Deux tunnels à deux localisations différentes ont été sélectionnés, contenant le même cultivar de framboise cultivé dans les mêmes conditions. Face au tunnel 1, une ruche multi-hive contenant trois ruches Flying Doctors a été positionnée. Dans le second tunnel, la pollinisation a été assurée par des abeilles. Durant l'essai, toutes les plantes, dans les deux traitements, ont reçu les traitements antibotrytis suivants : captane, captane, boscalid et pyraclostrobine.
Résultats : une association possible avec des produits conventionnels
Notre souche de Gliocladium catenulatum a été retrouvée dans 90 % des fleurs prélevées. Après stockage des fruits à 4 °C jusqu'à quatorze jours, l'essai s'est traduit par 79 % de réduction de la pourriture grise post-récolte comparé au traitement qui avait reçu uniquement les traitements chimiques.
Cela suggère que l'application du biofongicide peut améliorer le contrôle de la pourriture grise obtenu par les traitements conventionnels.
Un système prêt à l'emploi
Un pack avec deux formulations du même micro-organisme
Pour contrôler Botrytis cinerea en culture de fraise, Biobest France propose donc un « Combi Pack Prestop » spécial fraise.
Ce pack contient une solution complète de biocontrôle pour 5 000 m2 (à raison d'une ruche Flying Doctors/1 000 m2), soit :
- 6 kilos de Prestop, quantité pour deux applications du produit en pulvérisation ; la première (6 kg/ha, soit 3 kg/5 000 m2) est conseillée au stade bouton pour réduire la pression de Botrytis ; la seconde est à réaliser en pleine floraison, soit deux à trois semaines après la première application selon les conditions climatiques ;
- 400 grammes de Prestop 4B pour application exclusivement avec les ruches Flying Doctors ; durant toute la période de floraison, il faut apporter 8 g du produit par ruche tous les trois/quatre jours.
Avantages de l'utilisation des Flying Doctors avec Prestop 4B
Les bourdons étant actifs tous les jours et durant toute la journée, ils garantissent une application, donc une protection continue. Ils permettent de réduire le temps de travail alloué à la protection des plantes. Enfin ils appliquent le produit de façon ciblée, ce qui assure une utilisation optimale.
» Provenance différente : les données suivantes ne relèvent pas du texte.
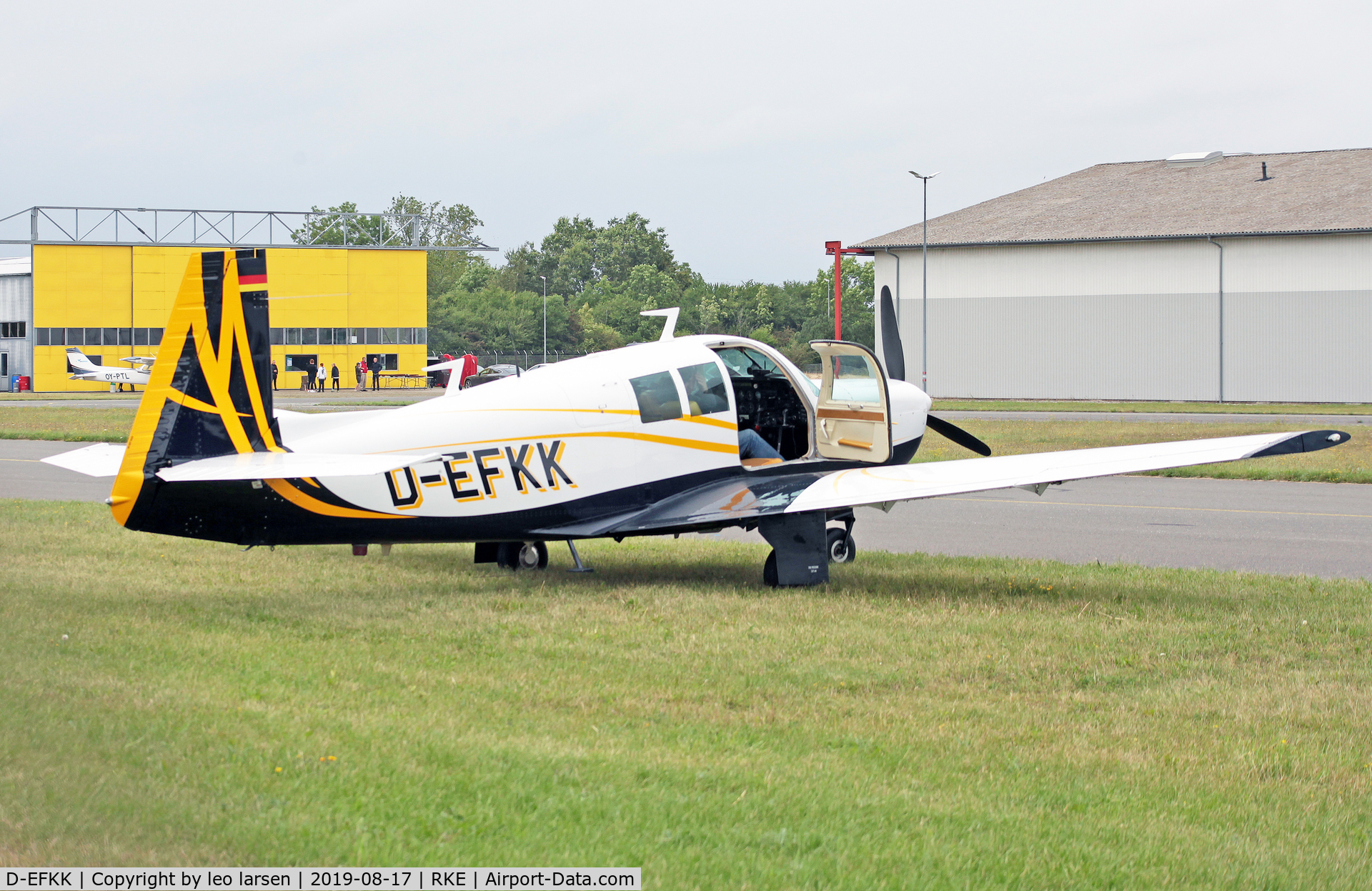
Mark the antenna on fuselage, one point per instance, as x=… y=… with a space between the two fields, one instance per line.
x=670 y=329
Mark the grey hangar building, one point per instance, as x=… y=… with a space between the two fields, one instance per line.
x=1198 y=278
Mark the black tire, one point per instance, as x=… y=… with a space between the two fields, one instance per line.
x=530 y=557
x=841 y=547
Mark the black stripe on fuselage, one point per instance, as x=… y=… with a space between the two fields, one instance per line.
x=237 y=512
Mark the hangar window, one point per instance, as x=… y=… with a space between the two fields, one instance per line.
x=657 y=399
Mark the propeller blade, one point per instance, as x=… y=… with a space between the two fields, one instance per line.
x=891 y=348
x=957 y=434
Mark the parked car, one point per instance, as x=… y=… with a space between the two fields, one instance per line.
x=492 y=372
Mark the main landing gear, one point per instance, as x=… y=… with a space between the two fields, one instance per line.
x=522 y=555
x=803 y=548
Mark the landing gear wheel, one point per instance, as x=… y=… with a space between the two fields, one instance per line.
x=841 y=547
x=532 y=557
x=519 y=555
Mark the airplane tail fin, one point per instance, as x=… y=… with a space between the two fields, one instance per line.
x=210 y=392
x=79 y=360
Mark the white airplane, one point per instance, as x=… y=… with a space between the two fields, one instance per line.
x=638 y=441
x=98 y=374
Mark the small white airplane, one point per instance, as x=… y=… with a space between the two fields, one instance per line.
x=648 y=439
x=98 y=374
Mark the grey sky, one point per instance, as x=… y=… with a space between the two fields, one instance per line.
x=752 y=132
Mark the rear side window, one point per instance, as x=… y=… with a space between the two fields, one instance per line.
x=657 y=397
x=704 y=389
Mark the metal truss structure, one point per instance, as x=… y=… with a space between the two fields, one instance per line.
x=232 y=228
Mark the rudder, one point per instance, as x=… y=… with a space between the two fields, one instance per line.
x=210 y=389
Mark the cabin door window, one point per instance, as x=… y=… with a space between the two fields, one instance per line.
x=852 y=417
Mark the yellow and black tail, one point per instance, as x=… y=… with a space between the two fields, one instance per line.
x=210 y=392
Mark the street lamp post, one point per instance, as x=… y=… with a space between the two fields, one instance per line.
x=924 y=299
x=545 y=319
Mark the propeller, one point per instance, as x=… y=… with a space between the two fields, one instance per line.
x=957 y=434
x=895 y=356
x=891 y=347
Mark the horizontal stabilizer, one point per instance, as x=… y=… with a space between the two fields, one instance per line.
x=102 y=459
x=289 y=466
x=945 y=478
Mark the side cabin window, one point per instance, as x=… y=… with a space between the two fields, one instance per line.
x=657 y=397
x=704 y=389
x=855 y=381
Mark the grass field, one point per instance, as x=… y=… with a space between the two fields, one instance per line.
x=70 y=424
x=921 y=722
x=1205 y=408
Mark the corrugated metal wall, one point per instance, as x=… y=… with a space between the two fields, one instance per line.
x=17 y=305
x=1140 y=320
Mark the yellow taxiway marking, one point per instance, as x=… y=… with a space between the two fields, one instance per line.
x=1158 y=507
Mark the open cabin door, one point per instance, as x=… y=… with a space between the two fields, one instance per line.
x=852 y=419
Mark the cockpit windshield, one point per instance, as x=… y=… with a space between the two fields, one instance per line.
x=744 y=362
x=748 y=363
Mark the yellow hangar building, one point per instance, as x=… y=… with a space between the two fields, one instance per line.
x=331 y=304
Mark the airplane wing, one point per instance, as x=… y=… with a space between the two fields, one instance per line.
x=102 y=459
x=905 y=482
x=742 y=500
x=289 y=466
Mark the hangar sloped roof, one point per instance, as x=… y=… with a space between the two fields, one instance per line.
x=1306 y=192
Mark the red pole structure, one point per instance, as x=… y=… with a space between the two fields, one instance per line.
x=837 y=250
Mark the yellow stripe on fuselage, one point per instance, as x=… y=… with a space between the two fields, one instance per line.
x=314 y=506
x=732 y=448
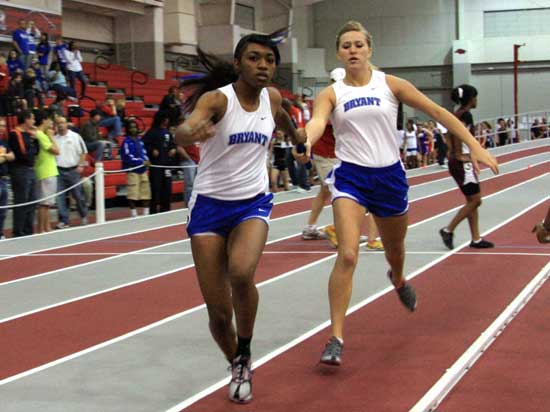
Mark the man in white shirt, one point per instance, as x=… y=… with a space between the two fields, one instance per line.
x=70 y=163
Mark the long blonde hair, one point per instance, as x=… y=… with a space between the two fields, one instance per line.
x=353 y=25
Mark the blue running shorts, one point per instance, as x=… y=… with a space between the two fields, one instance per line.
x=208 y=215
x=383 y=191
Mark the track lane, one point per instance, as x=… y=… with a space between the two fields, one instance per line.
x=391 y=357
x=73 y=327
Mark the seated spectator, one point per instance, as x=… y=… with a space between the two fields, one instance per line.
x=536 y=131
x=33 y=36
x=110 y=119
x=133 y=154
x=4 y=83
x=46 y=170
x=14 y=63
x=32 y=95
x=171 y=104
x=70 y=164
x=58 y=82
x=23 y=142
x=16 y=94
x=161 y=151
x=43 y=51
x=92 y=138
x=59 y=52
x=74 y=67
x=6 y=155
x=21 y=43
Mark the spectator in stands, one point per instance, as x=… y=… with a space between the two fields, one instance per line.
x=70 y=163
x=134 y=154
x=6 y=155
x=189 y=158
x=502 y=132
x=171 y=105
x=59 y=51
x=32 y=95
x=92 y=138
x=14 y=63
x=161 y=151
x=4 y=83
x=58 y=82
x=16 y=94
x=74 y=67
x=33 y=35
x=46 y=170
x=110 y=119
x=22 y=140
x=21 y=43
x=43 y=51
x=536 y=131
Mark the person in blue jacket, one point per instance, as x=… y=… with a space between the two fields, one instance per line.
x=134 y=154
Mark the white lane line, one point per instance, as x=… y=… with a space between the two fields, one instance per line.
x=323 y=252
x=266 y=282
x=138 y=251
x=191 y=265
x=266 y=358
x=433 y=398
x=123 y=234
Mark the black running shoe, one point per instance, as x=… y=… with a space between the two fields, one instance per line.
x=482 y=244
x=240 y=387
x=447 y=238
x=406 y=294
x=332 y=355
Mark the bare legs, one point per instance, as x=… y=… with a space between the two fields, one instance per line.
x=225 y=269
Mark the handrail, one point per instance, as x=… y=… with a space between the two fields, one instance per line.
x=140 y=82
x=97 y=65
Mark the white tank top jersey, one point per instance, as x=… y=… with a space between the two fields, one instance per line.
x=232 y=165
x=365 y=121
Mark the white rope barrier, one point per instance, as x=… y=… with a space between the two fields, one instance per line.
x=50 y=196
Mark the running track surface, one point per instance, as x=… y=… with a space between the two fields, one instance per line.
x=383 y=351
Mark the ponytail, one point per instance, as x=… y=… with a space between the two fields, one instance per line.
x=220 y=72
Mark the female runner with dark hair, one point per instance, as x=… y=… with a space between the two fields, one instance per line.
x=463 y=172
x=234 y=113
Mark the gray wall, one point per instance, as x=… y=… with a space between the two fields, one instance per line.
x=415 y=39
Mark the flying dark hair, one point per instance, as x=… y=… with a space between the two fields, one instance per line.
x=220 y=72
x=463 y=94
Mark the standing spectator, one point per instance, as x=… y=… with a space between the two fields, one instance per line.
x=43 y=51
x=161 y=151
x=171 y=105
x=92 y=138
x=33 y=35
x=58 y=82
x=23 y=142
x=110 y=119
x=502 y=132
x=14 y=63
x=134 y=154
x=46 y=171
x=74 y=67
x=70 y=163
x=6 y=155
x=16 y=94
x=21 y=43
x=4 y=83
x=59 y=51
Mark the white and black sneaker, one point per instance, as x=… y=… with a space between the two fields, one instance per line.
x=240 y=387
x=332 y=355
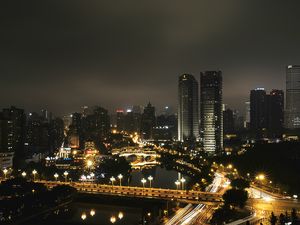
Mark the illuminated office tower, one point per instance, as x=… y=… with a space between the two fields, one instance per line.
x=292 y=109
x=211 y=119
x=188 y=112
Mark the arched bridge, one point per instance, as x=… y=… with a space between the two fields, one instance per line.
x=187 y=196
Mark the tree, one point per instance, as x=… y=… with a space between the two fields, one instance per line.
x=273 y=219
x=240 y=183
x=235 y=197
x=294 y=217
x=282 y=219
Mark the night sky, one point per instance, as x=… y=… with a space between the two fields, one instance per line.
x=62 y=54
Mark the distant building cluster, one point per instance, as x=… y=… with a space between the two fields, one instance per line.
x=202 y=122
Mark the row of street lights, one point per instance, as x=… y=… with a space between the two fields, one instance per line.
x=56 y=175
x=181 y=181
x=143 y=180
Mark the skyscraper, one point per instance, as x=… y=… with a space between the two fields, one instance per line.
x=228 y=121
x=292 y=110
x=274 y=113
x=211 y=118
x=258 y=111
x=12 y=131
x=247 y=115
x=188 y=111
x=148 y=122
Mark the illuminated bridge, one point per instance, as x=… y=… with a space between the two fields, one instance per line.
x=128 y=151
x=194 y=197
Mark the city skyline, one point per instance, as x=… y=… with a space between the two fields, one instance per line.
x=65 y=56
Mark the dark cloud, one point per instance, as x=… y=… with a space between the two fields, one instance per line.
x=64 y=54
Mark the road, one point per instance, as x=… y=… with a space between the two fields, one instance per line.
x=201 y=213
x=264 y=203
x=186 y=196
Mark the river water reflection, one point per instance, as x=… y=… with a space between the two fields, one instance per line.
x=91 y=212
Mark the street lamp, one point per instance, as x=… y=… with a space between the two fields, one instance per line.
x=34 y=172
x=120 y=215
x=92 y=175
x=112 y=179
x=120 y=176
x=24 y=174
x=89 y=163
x=5 y=171
x=66 y=175
x=261 y=176
x=177 y=182
x=143 y=182
x=56 y=176
x=150 y=178
x=182 y=181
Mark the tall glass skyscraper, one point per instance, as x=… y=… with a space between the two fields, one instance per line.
x=292 y=109
x=211 y=119
x=188 y=111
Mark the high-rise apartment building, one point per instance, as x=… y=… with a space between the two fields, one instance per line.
x=292 y=109
x=211 y=118
x=188 y=108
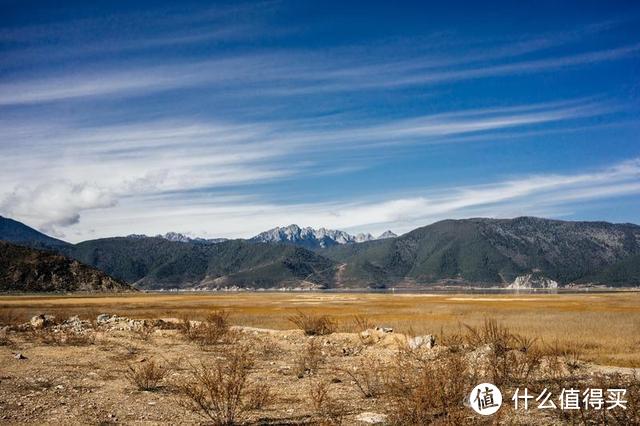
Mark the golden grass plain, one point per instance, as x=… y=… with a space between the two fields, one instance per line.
x=605 y=325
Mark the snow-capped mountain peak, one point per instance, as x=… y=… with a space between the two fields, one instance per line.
x=311 y=238
x=387 y=234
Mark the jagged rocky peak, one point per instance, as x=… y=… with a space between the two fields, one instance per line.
x=310 y=237
x=387 y=234
x=361 y=238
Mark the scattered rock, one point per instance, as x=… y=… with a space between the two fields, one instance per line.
x=42 y=321
x=371 y=418
x=103 y=318
x=428 y=341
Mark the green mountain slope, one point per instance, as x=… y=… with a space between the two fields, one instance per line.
x=623 y=273
x=18 y=233
x=157 y=263
x=23 y=269
x=488 y=251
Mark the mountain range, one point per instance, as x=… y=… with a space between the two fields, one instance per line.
x=478 y=252
x=314 y=238
x=24 y=269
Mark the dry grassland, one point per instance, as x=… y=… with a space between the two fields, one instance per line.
x=604 y=326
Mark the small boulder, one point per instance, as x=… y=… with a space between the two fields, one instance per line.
x=371 y=418
x=102 y=318
x=428 y=341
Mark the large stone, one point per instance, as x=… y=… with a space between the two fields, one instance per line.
x=371 y=418
x=428 y=341
x=533 y=280
x=41 y=321
x=103 y=318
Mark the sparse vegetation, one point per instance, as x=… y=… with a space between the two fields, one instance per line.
x=429 y=392
x=250 y=375
x=368 y=377
x=146 y=375
x=361 y=323
x=313 y=325
x=220 y=393
x=326 y=407
x=215 y=329
x=309 y=361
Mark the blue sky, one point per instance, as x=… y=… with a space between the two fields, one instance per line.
x=226 y=119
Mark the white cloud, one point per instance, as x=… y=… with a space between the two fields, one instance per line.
x=542 y=195
x=72 y=170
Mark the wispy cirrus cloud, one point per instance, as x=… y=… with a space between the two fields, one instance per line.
x=173 y=156
x=274 y=74
x=542 y=194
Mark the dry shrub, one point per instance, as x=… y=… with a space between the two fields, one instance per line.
x=220 y=393
x=8 y=317
x=268 y=349
x=368 y=378
x=313 y=325
x=147 y=375
x=429 y=392
x=361 y=323
x=453 y=341
x=310 y=359
x=144 y=332
x=5 y=341
x=325 y=406
x=259 y=396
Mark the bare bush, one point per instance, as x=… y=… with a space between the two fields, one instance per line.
x=310 y=359
x=325 y=406
x=368 y=378
x=313 y=325
x=453 y=341
x=259 y=396
x=147 y=375
x=429 y=392
x=144 y=332
x=8 y=317
x=220 y=393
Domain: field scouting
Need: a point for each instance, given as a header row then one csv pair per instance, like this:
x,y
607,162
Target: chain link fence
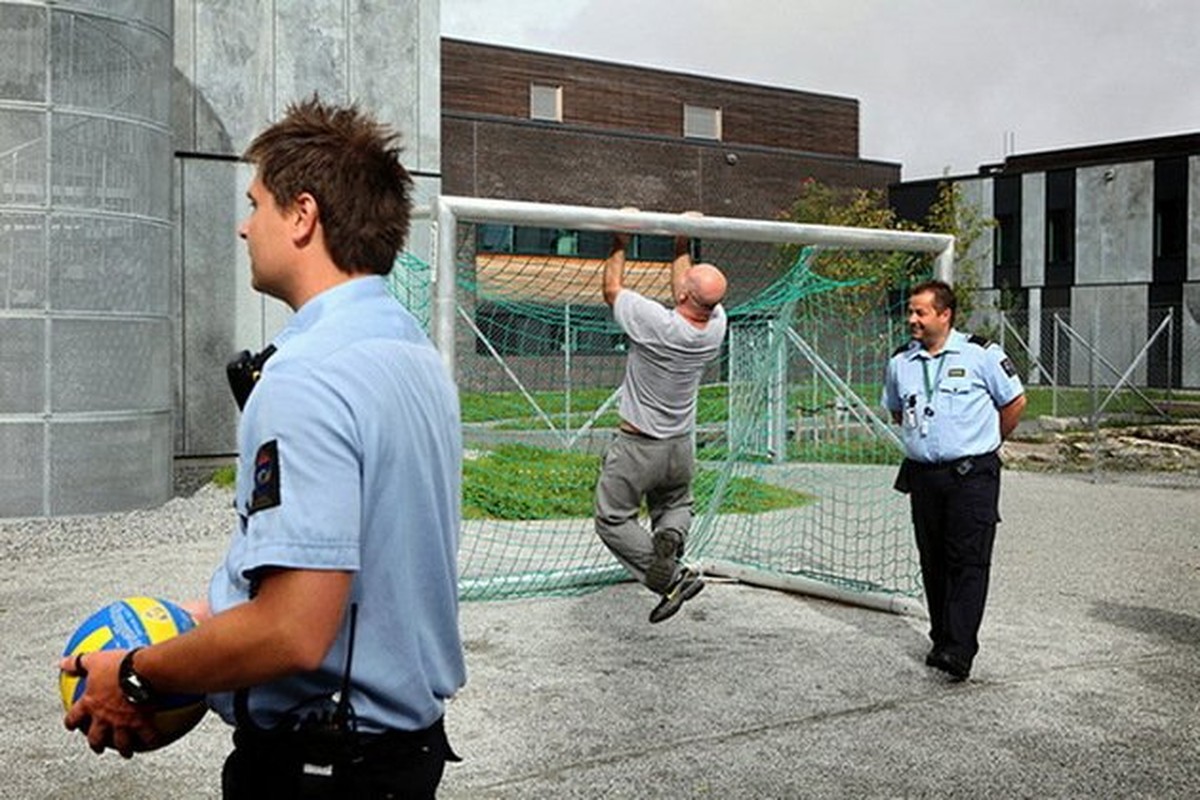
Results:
x,y
1109,397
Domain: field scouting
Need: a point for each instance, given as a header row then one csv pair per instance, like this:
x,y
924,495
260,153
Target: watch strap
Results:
x,y
135,687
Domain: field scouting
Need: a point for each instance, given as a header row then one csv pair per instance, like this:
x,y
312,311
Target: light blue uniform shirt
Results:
x,y
349,458
949,402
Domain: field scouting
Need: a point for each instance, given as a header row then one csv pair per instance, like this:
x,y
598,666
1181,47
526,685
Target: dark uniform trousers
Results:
x,y
955,506
268,764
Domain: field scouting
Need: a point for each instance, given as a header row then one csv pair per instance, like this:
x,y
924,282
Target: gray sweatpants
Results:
x,y
637,467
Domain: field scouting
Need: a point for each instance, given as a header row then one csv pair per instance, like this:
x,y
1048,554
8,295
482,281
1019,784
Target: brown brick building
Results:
x,y
535,126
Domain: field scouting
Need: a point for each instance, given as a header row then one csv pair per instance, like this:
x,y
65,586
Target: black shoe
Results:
x,y
667,546
957,667
682,590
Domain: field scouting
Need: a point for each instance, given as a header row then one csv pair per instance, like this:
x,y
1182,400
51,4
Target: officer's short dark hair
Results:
x,y
943,295
351,164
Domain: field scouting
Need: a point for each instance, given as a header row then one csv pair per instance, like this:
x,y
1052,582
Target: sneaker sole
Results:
x,y
663,569
685,594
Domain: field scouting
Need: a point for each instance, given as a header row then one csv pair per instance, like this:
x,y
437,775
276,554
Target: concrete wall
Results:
x,y
1033,229
238,65
1114,223
1194,212
1189,330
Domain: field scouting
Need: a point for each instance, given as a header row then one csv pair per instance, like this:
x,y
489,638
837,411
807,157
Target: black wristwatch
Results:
x,y
135,687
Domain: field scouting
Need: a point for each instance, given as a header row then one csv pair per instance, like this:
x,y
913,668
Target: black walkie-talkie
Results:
x,y
245,371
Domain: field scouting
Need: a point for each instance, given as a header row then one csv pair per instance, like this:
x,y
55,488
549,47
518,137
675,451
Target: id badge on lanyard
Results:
x,y
930,392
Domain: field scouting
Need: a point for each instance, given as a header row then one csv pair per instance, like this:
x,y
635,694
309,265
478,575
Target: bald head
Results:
x,y
706,284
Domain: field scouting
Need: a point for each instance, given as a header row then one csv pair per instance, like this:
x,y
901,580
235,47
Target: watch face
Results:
x,y
135,689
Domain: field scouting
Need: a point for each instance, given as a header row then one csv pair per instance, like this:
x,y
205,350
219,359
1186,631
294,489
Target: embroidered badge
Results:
x,y
267,479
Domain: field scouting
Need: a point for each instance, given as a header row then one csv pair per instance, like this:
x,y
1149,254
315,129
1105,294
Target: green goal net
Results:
x,y
795,463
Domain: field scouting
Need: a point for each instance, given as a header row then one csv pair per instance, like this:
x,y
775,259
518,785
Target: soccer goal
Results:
x,y
795,463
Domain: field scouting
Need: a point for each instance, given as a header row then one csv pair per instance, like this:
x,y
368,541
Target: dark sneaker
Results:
x,y
667,547
682,590
957,667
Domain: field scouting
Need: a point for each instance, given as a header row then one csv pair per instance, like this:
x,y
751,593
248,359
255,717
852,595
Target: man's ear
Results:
x,y
305,216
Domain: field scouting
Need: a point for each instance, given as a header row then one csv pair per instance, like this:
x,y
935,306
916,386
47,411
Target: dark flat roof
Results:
x,y
1182,144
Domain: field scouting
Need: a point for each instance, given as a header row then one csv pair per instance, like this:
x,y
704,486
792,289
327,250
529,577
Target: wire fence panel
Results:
x,y
1108,398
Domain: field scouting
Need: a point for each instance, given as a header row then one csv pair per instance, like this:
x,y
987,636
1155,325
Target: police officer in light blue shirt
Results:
x,y
330,633
955,398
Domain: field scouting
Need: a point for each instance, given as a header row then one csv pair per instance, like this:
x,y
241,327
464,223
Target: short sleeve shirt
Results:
x,y
949,403
666,360
349,459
L'application de Prestop 4B par le système Flying Doctors constitue une solution totalement biologique, sans résidus ni risque d'apparition de résistance, et réduisant l'usage de produits chimiques.
Fig. 1 : Vol des bourdons et transport du produit
Barres jaunes = activité de vol moyenne, exprimée en nombre de bourdons par minute (entrées + sorties), de la ruche standard Biobest et de la ruche Flying Doctors chargée en Prestop 4B.
Chiffres dans les cercles = pourcentage moyen de fleurs contenant le produit.
Ligne verte = seuil minimal pour une bonne pollinisation.
Ertvelde, Meer et Melsele sont les localisations des trois essais, réalisés en mars-avril 2015 en serres de production chauffées.